Both the trial and appellate court examined the circumstances of these communications and concluded that the company policy about work email essentially waived that privilege.  Holmes was told that the email system would be monitored and that there was no privacy in the content.  The court held on this basis and by the language of the Evidence Code that the confidential nature of the communication was effectively waived:

However, the e-mails sent via company computer under the circumstances of this case were akin to consulting her lawyer in her employer‟s conference room, in a loud voice, with the door open, so that any reasonable person would expect that their discussion of her complaints about her employer would be overheard by him.  By using the company‟s computer to communicate with her lawyer, knowing the communications violated company computer policy and could be discovered by her employer due to company monitoring of e-mail usage, Holmes did not communicate “in confidence by means which, so far as the client is aware, discloses the information to no third persons other than those who are present to further the interest of the client in the consultation or those to whom disclosure is reasonably necessary for the transmission of the information or the accomplishment of the purpose for which the lawyer is consulted.”  (Evid. Code, § 952.)  Consequently, the communications were not privileged.

Other significant cases this year that addressed similar issues are City of Ontario v. Quon (2010) ___ U.S. ___ [177 L.Ed.2d 216, 231] and Stengart v. Loving Care Agency, Inc. (N.J. 2010) 990 A.2d 650, 659, 663-664.  Quon involved a police officer who claimed he had a privacy right in personal messages sent on department issued pagers.  The Supreme Court said no to that.  The Holmes case distinguished Quon as inapplicable because it involved public sector employees and the Fourth Amendment.  Stengart, though from New Jersey, might have supported Holmes’ position.  It too, was distinguished.  Stengart involved email sent from company computers but using a private web-based email account.  The New Jersey court held the company policy on computer use to be vague.  The Stengart case suggested that a cleared policy might not breach the attorney-client privilege.  No subsequent case in New Jersey has tested that suggestion.
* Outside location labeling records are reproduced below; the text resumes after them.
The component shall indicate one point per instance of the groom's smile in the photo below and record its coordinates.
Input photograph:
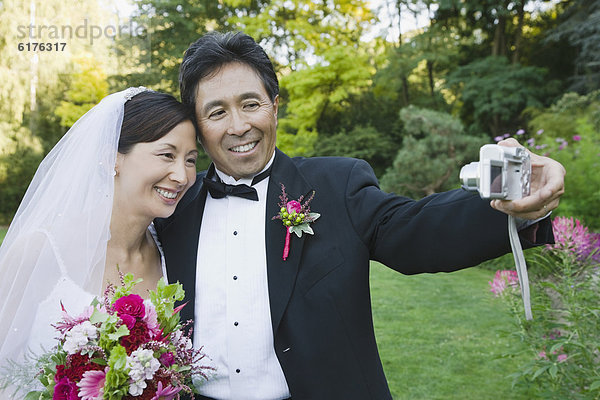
(237, 120)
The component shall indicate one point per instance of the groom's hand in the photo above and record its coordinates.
(547, 185)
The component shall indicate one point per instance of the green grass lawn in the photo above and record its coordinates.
(438, 336)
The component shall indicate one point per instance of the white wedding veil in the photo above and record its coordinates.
(61, 229)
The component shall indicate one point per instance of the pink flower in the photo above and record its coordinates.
(69, 322)
(166, 393)
(65, 390)
(151, 320)
(130, 305)
(572, 236)
(128, 320)
(294, 205)
(92, 385)
(167, 359)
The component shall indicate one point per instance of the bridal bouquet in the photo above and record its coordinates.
(122, 347)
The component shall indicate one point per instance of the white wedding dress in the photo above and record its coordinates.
(74, 299)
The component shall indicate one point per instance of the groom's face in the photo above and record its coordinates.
(237, 120)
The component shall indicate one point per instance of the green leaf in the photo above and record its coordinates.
(553, 371)
(120, 332)
(34, 395)
(98, 317)
(540, 371)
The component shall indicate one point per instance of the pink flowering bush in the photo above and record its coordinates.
(563, 339)
(573, 238)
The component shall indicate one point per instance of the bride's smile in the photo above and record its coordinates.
(152, 177)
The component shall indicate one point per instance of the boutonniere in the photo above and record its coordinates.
(296, 217)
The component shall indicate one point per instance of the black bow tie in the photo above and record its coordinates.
(218, 189)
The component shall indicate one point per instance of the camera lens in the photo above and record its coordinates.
(469, 175)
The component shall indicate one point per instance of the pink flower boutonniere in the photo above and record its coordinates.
(296, 217)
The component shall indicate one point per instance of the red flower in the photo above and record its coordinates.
(130, 305)
(75, 367)
(128, 320)
(65, 390)
(137, 335)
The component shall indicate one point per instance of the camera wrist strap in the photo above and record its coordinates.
(520, 265)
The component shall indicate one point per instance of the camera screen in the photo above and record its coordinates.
(495, 179)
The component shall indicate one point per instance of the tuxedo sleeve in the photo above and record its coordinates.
(442, 232)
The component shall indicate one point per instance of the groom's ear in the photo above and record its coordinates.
(276, 106)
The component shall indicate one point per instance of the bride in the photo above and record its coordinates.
(87, 214)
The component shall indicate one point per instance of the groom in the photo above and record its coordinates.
(299, 325)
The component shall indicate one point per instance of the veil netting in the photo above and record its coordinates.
(57, 239)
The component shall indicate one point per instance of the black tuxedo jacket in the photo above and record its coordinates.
(319, 297)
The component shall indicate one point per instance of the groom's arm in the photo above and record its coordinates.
(442, 232)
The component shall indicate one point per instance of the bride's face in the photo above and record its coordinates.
(152, 177)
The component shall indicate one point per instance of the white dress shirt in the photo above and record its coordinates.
(232, 313)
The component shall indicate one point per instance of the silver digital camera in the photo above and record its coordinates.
(501, 173)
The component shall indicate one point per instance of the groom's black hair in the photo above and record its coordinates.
(148, 116)
(213, 50)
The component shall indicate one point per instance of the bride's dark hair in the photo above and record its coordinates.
(148, 116)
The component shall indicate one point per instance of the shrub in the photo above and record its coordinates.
(563, 339)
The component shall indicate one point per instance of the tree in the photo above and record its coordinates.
(494, 93)
(363, 142)
(88, 87)
(580, 25)
(431, 154)
(328, 85)
(298, 31)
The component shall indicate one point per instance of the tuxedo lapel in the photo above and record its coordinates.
(282, 274)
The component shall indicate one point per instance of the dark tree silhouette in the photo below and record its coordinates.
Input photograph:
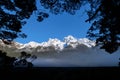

The opinion is some 40 pages and worth reading.  The Court paints Holmes as a litigant who’s subjective view of the law and circumstances giving rise to her claims as subjective and unrealistic.  I’ve had a few encounters at the reference desk in my day where I can describe individuals in similar terms.  Might I suggest to anyone out there contemplating suit against an employer to not use company facilities or systems to further that suit.  Then none of this would be an issue.